How to Arrange Furniture in Your Living Room Graphic

Arranging furniture can be a challenge. It’s easy to get into a rut — and difficult to come up with alternative ideas to your standard setup — but having a great setup is imperative. You want to create spaces that are welcoming and comfortable, that feature your best furniture pieces or room elements, and that make the best use of your space.

The key to arranging furniture in a living room is to start with the structure and size of the space, focus on realistic seating groups, make sure there are enough tables, and stay flexible.
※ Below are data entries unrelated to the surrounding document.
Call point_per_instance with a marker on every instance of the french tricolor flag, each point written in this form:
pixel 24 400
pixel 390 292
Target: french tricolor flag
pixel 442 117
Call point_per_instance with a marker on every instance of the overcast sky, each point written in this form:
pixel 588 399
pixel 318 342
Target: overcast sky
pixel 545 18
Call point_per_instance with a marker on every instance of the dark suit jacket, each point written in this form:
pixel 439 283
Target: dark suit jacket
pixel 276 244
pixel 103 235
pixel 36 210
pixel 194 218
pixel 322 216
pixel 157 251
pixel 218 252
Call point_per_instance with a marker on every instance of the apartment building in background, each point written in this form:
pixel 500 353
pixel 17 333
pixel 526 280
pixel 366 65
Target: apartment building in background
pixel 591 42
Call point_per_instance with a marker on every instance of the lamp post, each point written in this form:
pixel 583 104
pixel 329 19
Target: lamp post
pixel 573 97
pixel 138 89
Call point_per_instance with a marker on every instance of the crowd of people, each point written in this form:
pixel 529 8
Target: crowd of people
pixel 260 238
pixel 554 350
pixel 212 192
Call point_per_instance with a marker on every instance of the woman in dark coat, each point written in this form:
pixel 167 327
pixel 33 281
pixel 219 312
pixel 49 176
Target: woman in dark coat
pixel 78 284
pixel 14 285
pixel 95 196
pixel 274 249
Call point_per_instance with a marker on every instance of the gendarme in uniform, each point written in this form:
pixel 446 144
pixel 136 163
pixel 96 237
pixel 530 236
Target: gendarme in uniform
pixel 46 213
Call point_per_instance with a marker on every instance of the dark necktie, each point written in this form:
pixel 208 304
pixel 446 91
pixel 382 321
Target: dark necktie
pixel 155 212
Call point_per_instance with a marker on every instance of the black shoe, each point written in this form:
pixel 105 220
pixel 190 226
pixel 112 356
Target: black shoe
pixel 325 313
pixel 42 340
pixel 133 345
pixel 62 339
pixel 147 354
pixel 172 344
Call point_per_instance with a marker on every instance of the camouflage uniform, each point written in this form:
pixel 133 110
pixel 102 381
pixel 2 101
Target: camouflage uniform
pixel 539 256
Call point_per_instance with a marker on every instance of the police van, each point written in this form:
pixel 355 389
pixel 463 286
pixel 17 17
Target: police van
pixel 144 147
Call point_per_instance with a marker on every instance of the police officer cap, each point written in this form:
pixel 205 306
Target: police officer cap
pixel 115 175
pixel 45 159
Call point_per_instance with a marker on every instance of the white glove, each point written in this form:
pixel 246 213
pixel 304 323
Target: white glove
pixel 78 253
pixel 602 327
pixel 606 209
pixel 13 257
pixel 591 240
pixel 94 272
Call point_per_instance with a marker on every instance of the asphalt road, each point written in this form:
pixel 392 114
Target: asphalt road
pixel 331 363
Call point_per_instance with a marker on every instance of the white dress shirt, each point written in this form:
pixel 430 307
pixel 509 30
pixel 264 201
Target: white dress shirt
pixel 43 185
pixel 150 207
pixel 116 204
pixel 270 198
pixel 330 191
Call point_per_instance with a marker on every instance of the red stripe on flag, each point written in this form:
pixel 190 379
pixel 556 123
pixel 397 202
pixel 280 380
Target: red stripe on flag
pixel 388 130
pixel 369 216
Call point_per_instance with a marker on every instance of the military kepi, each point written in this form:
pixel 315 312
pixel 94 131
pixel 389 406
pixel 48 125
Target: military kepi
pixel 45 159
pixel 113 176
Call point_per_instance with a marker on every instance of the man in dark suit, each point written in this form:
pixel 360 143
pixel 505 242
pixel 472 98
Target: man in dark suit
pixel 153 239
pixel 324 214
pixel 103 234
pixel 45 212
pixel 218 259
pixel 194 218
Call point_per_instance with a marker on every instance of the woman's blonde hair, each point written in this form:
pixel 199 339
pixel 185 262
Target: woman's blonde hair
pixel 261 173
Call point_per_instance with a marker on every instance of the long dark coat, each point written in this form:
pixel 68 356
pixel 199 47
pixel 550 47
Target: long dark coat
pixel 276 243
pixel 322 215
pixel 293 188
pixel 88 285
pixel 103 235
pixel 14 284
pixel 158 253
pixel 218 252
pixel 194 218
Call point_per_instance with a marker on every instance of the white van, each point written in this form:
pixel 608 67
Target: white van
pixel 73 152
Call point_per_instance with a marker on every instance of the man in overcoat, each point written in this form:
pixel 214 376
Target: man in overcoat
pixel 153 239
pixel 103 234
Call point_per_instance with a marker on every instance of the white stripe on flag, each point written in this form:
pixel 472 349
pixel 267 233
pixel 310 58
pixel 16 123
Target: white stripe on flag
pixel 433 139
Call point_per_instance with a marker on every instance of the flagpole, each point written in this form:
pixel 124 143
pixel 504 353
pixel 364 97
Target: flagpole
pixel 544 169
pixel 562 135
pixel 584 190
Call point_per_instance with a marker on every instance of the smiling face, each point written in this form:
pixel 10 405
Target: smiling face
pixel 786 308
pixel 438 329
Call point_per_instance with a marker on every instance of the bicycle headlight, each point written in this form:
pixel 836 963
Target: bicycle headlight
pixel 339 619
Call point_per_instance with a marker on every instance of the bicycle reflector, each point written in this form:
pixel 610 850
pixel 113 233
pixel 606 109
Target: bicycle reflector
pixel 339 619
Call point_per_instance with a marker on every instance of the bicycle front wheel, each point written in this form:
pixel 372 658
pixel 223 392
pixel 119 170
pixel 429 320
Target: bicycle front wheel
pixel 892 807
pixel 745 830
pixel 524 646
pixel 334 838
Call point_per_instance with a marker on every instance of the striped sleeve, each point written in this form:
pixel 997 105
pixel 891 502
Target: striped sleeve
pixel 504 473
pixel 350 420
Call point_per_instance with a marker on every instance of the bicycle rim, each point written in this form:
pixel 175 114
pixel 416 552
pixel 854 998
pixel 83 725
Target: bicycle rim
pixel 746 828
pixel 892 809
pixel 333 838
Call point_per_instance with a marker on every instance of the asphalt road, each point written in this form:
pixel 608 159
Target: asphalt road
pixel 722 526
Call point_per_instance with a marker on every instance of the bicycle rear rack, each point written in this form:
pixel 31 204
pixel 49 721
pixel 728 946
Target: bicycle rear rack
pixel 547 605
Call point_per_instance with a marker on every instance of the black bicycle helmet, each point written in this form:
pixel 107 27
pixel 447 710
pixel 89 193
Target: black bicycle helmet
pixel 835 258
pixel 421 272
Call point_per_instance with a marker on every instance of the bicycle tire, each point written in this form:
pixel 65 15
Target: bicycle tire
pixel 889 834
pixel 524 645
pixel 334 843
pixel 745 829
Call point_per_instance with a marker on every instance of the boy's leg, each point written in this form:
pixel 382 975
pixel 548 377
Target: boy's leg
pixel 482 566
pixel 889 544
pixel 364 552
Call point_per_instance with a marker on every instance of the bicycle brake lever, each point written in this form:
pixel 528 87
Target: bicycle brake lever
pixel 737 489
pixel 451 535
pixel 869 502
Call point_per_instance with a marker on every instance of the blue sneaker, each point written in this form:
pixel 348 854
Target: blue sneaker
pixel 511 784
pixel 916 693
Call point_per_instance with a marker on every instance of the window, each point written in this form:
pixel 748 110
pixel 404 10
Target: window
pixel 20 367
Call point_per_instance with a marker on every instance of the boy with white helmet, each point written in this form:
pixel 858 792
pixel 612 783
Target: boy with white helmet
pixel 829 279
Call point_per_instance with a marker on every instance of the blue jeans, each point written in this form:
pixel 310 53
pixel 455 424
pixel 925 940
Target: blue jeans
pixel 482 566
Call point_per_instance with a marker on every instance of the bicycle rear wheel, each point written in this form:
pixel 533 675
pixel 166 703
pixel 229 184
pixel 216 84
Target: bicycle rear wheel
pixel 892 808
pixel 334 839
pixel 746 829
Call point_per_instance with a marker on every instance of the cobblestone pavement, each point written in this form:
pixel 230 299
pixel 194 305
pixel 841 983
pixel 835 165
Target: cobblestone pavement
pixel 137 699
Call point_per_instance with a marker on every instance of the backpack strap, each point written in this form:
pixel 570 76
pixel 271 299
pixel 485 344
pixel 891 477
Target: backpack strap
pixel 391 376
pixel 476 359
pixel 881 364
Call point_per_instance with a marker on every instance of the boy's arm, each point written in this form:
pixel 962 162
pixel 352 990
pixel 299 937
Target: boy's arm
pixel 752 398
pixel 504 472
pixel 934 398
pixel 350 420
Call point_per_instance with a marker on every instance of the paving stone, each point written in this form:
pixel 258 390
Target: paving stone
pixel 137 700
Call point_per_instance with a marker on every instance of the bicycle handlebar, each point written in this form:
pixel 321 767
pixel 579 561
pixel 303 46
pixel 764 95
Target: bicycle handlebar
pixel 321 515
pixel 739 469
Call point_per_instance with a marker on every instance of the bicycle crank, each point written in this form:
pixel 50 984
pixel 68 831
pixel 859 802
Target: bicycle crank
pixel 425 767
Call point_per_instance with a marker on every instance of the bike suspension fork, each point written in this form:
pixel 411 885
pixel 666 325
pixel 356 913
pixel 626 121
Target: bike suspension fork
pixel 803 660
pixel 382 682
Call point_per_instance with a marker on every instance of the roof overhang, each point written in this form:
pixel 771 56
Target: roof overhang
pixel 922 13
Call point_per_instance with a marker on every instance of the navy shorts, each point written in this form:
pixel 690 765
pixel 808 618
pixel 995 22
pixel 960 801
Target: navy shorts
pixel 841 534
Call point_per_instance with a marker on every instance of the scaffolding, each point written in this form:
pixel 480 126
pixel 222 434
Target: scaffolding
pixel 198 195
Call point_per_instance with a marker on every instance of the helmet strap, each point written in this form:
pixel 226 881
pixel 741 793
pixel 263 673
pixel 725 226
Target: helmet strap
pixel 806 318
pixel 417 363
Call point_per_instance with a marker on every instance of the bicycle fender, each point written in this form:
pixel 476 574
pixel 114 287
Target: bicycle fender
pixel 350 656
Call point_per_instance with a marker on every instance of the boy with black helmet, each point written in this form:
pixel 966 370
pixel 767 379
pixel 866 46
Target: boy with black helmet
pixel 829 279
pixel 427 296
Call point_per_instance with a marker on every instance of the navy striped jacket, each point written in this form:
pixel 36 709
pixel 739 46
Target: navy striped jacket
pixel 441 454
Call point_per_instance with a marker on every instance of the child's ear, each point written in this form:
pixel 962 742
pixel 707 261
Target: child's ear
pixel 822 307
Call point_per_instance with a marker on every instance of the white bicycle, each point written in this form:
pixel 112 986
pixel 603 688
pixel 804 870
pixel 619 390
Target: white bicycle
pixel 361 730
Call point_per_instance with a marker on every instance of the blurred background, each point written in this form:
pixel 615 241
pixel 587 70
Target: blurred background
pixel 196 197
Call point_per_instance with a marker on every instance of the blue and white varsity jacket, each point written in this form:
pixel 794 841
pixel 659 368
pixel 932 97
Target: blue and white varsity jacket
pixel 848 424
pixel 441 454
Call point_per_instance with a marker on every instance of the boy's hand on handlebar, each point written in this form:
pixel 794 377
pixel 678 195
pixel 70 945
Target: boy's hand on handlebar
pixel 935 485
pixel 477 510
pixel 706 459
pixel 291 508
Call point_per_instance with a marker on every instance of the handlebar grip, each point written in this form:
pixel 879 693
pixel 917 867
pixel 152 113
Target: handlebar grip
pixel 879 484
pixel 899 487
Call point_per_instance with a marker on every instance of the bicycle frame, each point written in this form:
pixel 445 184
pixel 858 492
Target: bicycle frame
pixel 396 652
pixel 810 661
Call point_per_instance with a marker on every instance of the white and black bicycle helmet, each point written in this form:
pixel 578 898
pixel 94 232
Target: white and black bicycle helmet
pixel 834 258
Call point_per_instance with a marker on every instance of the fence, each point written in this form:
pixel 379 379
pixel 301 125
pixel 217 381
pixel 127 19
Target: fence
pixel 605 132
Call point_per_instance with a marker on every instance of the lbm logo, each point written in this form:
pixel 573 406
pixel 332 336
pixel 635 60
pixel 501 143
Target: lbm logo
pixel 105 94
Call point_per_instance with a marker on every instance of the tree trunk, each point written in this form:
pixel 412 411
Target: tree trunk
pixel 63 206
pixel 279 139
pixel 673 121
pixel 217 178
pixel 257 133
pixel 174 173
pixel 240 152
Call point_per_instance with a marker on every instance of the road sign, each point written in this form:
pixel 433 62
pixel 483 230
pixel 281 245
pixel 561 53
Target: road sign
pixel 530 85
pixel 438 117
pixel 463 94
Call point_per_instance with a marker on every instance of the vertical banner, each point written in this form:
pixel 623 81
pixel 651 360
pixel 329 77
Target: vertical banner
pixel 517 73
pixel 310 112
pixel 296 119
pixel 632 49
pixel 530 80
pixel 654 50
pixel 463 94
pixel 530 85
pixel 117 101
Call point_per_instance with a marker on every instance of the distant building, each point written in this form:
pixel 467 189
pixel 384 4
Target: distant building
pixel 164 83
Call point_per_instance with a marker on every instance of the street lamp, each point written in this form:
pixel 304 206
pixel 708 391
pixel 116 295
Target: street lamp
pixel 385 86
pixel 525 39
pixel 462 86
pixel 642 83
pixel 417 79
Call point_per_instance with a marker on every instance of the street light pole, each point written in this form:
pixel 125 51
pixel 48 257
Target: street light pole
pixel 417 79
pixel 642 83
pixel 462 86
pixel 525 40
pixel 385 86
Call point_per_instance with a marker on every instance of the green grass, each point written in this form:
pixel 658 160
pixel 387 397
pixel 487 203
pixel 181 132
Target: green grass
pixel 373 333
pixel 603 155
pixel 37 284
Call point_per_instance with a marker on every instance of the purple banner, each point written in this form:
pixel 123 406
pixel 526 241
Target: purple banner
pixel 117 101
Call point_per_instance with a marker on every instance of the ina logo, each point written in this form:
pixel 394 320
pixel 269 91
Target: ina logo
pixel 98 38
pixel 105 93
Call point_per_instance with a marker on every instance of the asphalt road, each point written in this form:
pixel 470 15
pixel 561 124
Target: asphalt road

1. Consider the Structure of the Space

A good rule is to start with the elements you can’t change.

  • Fireplace

  • Picture windows

  • Doors

Don’t try to work around these big, immovable features: make them the focal point of the room. There are a couple ways to do this:

  • Arrange seating on one or both sides of fireplaces and/or picture windows. — For a fireplace, this maximizes the number of cozy seats. For a large window, this can create a bright meeting space with a good view for everyone. Consider keeping a basket or pile of large pillows nearby for extra floor seating next to a fireplace.

  • Arrange the main seating piece to face the room feature. — Especially for large windows and French doors, consider anchoring the main seating piece (usually a couch) opposite the main structural feature. This creates a commanding view and an inviting approach.

Living room by White Haven Interiors featuring a stone fireplace.

Perfect example of a commanding view by White Haven Interiors.

You may be able to do both, or you may need to choose one, depending on the room and the furniture you have to work with. Try a few different options if you have them, until you find the one that feels natural. Whatever you do, just don’t try to ignore or fight against the structure of the room.

2. Arrange Realistic Seating Groups

It's important to not only make your space inviting, but a great gathering place. Arrange seating pieces facing each other. A great space not only features a focal point like a beautiful fireplace or window, but also encourages conversation.

Next, pull seating zones together with area rugs. Area rugs not only create texture in a space, they help define areas in room as well. The legs of any couches should be on the rug while chairs should be completely on the rug. Basically, you want in big enough for it to act as the anchor.

Fixer Upper Living Room By Joanna Gaines

Joanna Gaines spaces are impeccable and the use of her Lotus Rug ties the space together perfectly.

3. Make Sure There are Enough Tables

Every seat should be able to reach a table. Consider nesting or bunching tables, or unexpected pieces — like an antique stool, salvaged tree stump stools, or cylinder-style ottomans — as side tables.

ReFind Design's Antique Stool

I love using antique stools for small side tables!

And try to use tables that are sized appropriately. As for coffee tables, in most cases, they should not be taller than the seat height of sofas and chairs around it. End tables should generally be about the same height of the couch or arm chair that someone has to reach over to use it.

I would make an exception to the coffee table rule if the piece is something really unique like an antique chest or trunk, but be careful to not go too high, maybe an inch or two. I am a huge fan of using unexpected pieces to replace the usuals. Coffee tables can be replaced by a set of small, matching tables (Bunching Tables) or a bench.

This printer-style cabinet-turned-coffee-table while maybe just a touch tall for an average coffee table is super unique and worth bending the rule over.

These ottoman-style bunching tables serve as a functional table while offering the versatility of being used as additional seating.

4. Break Up Large Spaces

Now what do you do if you have an extra large space? Unless you frequently have very large, group meetings (where everyone needs to be gathered together), you probably want to break up the room into smaller, intimate zones.